Pambazo: El Antojito que se Cocina También por Fuera

En buena parte de la cocina mexicana, el pan funciona como soporte. En el pambazo, también forma parte activa de la preparación. Antes de llegar al comal, se cubre con una salsa de chile guajillo que transforma su color, textura y sabor hasta convertirlo en uno de los antojitos más reconocibles del centro de México.

Aunque existen diferentes versiones regionales, el pambazo que se ha popularizado especialmente en Ciudad de México suele rellenarse con papa y chorizo, acompañarse con lechuga, crema, queso y salsa, y distinguirse por ese característico exterior rojizo.

El Chile Guajillo También Cocina el Pan

La salsa que recubre el pambazo suele prepararse con chiles guajillo hidratados, ajo y otros condimentos. Su función no es únicamente aportar picante: el guajillo ofrece color, notas ligeramente dulces y un sabor profundo sin alcanzar niveles excesivos de intensidad.

El pan se sumerge o se cubre generosamente con esta preparación antes de pasar a una superficie caliente con un poco de grasa. Ahí ocurre la transformación que define al platillo.
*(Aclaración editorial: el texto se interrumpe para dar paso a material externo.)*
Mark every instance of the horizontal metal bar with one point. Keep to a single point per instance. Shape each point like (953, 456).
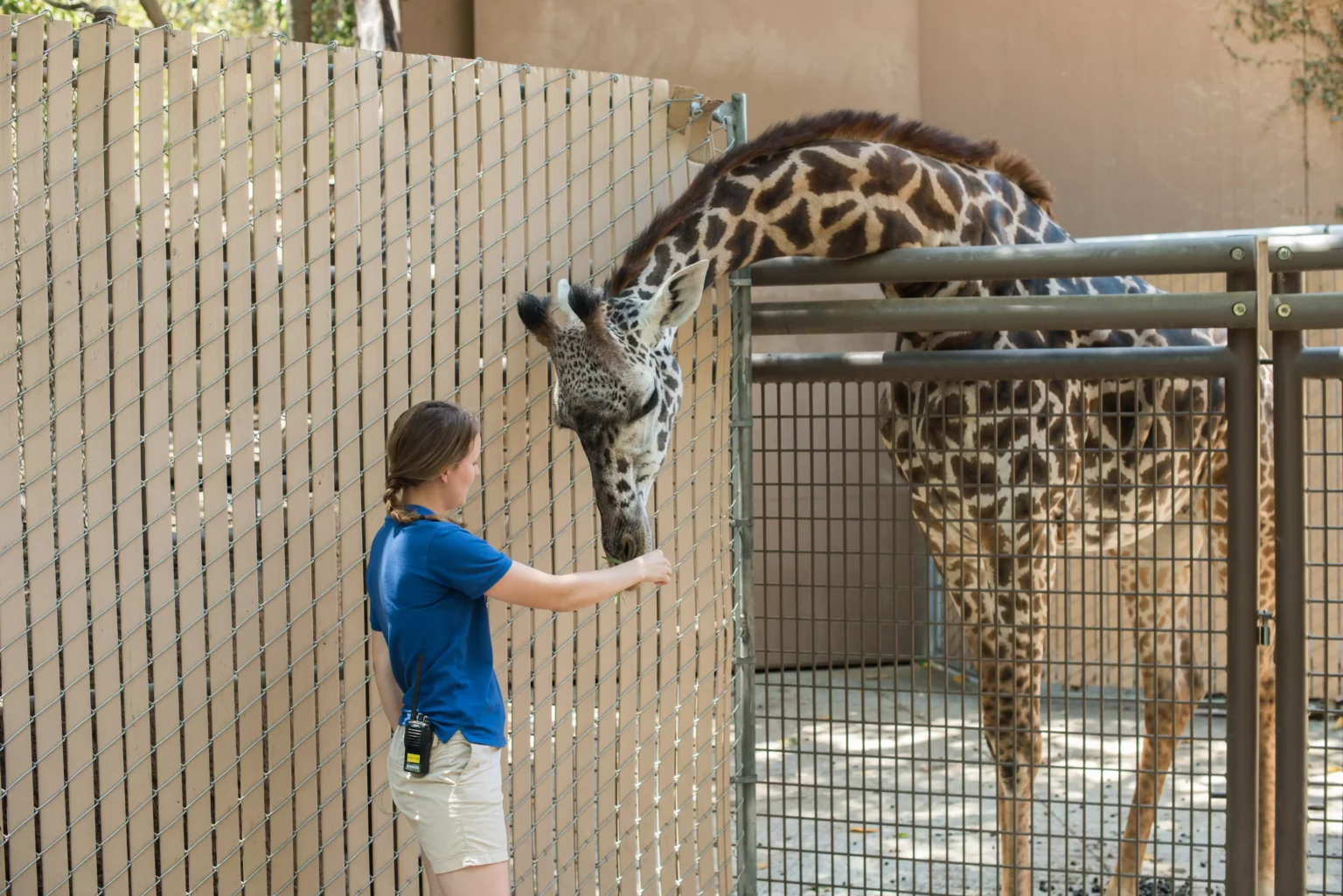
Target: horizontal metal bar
(992, 365)
(1095, 258)
(1291, 230)
(1009, 312)
(1305, 310)
(1322, 252)
(1322, 363)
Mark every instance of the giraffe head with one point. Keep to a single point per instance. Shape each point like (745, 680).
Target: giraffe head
(618, 387)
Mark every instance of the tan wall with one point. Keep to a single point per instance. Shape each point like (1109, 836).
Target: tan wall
(440, 27)
(1135, 112)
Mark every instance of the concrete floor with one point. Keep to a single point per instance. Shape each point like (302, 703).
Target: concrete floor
(877, 781)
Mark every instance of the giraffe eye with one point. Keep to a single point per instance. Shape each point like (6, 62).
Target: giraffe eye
(648, 407)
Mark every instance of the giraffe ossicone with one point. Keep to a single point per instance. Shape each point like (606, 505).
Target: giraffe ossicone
(1004, 476)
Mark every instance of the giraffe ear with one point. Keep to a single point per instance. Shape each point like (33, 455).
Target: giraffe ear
(676, 301)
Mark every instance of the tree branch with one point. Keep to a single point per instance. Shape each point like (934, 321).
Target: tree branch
(73, 7)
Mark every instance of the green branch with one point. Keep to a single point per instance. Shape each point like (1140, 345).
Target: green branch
(1315, 25)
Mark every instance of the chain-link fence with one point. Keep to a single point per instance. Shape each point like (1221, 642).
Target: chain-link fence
(227, 267)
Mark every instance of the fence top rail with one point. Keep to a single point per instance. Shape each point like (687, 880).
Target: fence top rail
(992, 365)
(1162, 254)
(1172, 310)
(1272, 233)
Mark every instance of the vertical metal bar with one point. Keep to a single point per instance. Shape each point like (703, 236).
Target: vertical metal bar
(1242, 403)
(743, 517)
(1290, 650)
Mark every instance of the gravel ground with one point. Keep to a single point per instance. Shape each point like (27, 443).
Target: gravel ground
(853, 802)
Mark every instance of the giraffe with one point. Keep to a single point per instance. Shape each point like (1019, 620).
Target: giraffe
(1002, 476)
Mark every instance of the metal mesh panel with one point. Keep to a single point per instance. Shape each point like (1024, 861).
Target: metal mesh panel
(1323, 402)
(227, 267)
(873, 766)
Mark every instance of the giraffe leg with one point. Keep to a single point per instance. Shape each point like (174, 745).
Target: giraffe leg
(1215, 512)
(1010, 668)
(1157, 602)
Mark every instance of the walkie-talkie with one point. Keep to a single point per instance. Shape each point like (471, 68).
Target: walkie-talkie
(420, 733)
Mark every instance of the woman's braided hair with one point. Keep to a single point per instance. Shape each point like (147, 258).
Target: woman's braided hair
(423, 442)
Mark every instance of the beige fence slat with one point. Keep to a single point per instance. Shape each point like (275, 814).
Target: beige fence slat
(325, 708)
(372, 440)
(699, 618)
(563, 94)
(49, 670)
(115, 434)
(646, 666)
(90, 293)
(493, 82)
(692, 558)
(608, 613)
(275, 618)
(538, 630)
(14, 617)
(673, 497)
(418, 157)
(305, 336)
(446, 226)
(602, 157)
(205, 455)
(350, 750)
(156, 540)
(242, 450)
(469, 295)
(727, 637)
(289, 344)
(185, 476)
(505, 242)
(583, 755)
(626, 672)
(395, 198)
(218, 720)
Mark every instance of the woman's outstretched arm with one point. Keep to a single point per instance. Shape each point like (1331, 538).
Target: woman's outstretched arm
(528, 587)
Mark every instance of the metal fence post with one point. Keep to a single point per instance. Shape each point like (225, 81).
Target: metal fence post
(1242, 524)
(1290, 626)
(743, 545)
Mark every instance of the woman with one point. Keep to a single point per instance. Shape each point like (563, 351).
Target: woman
(428, 580)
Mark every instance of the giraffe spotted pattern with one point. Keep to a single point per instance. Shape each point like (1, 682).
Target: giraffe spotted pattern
(1005, 477)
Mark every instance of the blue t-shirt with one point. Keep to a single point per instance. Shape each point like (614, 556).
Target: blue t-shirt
(426, 594)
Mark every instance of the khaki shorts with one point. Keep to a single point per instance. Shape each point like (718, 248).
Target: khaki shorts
(457, 808)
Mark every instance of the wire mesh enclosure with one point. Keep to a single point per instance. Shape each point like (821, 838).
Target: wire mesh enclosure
(227, 267)
(873, 758)
(891, 742)
(1322, 485)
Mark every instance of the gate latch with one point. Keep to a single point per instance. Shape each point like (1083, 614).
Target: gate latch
(1265, 633)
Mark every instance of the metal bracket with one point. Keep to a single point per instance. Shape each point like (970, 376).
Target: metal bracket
(1265, 632)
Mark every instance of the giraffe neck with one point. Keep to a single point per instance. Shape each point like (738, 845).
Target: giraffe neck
(844, 199)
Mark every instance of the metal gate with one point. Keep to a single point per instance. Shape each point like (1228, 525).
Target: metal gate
(862, 761)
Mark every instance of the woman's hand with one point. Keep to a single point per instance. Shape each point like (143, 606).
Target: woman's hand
(653, 567)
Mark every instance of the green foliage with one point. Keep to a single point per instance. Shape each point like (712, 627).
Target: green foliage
(1315, 27)
(332, 19)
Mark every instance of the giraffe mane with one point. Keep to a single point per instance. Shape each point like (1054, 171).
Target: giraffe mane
(844, 124)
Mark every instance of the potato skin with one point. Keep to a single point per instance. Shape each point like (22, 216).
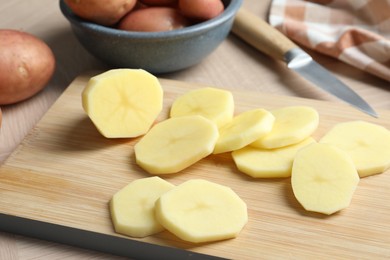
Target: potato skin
(26, 64)
(159, 2)
(103, 12)
(153, 19)
(201, 9)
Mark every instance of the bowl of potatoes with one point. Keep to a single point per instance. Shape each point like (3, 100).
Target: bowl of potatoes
(159, 36)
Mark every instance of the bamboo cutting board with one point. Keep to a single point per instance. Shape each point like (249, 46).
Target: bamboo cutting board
(58, 182)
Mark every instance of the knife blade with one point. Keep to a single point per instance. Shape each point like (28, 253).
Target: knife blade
(270, 41)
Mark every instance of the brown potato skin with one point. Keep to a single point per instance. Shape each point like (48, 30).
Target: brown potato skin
(103, 12)
(26, 64)
(201, 9)
(159, 2)
(153, 19)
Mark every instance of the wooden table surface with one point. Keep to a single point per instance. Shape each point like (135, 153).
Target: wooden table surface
(234, 65)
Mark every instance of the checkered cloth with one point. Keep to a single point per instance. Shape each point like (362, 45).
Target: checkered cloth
(356, 32)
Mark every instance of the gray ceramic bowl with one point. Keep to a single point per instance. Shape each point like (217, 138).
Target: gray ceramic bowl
(156, 52)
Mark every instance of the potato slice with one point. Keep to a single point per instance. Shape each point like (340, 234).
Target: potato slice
(368, 145)
(202, 211)
(268, 163)
(213, 103)
(292, 125)
(244, 129)
(323, 178)
(132, 208)
(123, 103)
(176, 143)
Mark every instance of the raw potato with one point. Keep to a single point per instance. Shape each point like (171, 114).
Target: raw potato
(153, 19)
(201, 9)
(26, 64)
(175, 144)
(268, 163)
(159, 2)
(101, 12)
(213, 103)
(132, 208)
(201, 211)
(123, 103)
(368, 145)
(323, 178)
(292, 125)
(243, 130)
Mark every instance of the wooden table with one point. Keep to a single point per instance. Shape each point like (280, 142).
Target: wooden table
(234, 64)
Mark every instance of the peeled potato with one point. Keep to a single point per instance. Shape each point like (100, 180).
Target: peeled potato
(368, 145)
(323, 178)
(26, 64)
(153, 19)
(101, 12)
(201, 211)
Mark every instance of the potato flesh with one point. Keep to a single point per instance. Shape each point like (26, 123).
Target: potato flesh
(132, 208)
(323, 178)
(244, 129)
(268, 163)
(368, 145)
(176, 143)
(215, 104)
(123, 103)
(292, 125)
(201, 211)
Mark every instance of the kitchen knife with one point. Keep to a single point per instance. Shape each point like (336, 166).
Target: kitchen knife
(269, 40)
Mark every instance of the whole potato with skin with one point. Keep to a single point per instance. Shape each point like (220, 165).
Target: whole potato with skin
(153, 19)
(159, 2)
(103, 12)
(26, 65)
(201, 9)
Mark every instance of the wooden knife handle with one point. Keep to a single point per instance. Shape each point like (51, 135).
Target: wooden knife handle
(261, 35)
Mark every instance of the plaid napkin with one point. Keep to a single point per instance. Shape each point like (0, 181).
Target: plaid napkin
(356, 32)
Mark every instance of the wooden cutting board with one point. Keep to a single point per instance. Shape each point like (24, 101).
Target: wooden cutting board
(58, 182)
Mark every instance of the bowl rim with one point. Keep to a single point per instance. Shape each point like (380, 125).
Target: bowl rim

La salsa comienza a cocinarse directamente sobre el exterior, mientras el pan desarrolla zonas doradas y ligeramente crujientes. Por dentro, en cambio, conserva suficiente suavidad para absorber parte de los jugos del relleno.

Un Antojito Construido en Capas

Después aparece la combinación clásica de papa con chorizo, cuya intensidad encuentra contraste en ingredientes frescos como la lechuga. Crema, queso y una salsa adicional terminan de construir un platillo donde conviven grasa, acidez, picante, frescura y diferentes texturas.

Precisamente por eso un pambazo no es simplemente una torta cubierta de salsa. Su identidad depende de cocinar también aquello que normalmente solo contendría el relleno.

El baño de guajillo y el paso por el comal demuestran una característica recurrente de la cocina mexicana: una técnica aparentemente sencilla puede cambiar por completo un ingrediente cotidiano. En el pambazo, el pan no se limita a sostener el platillo. También tiene algo que decir.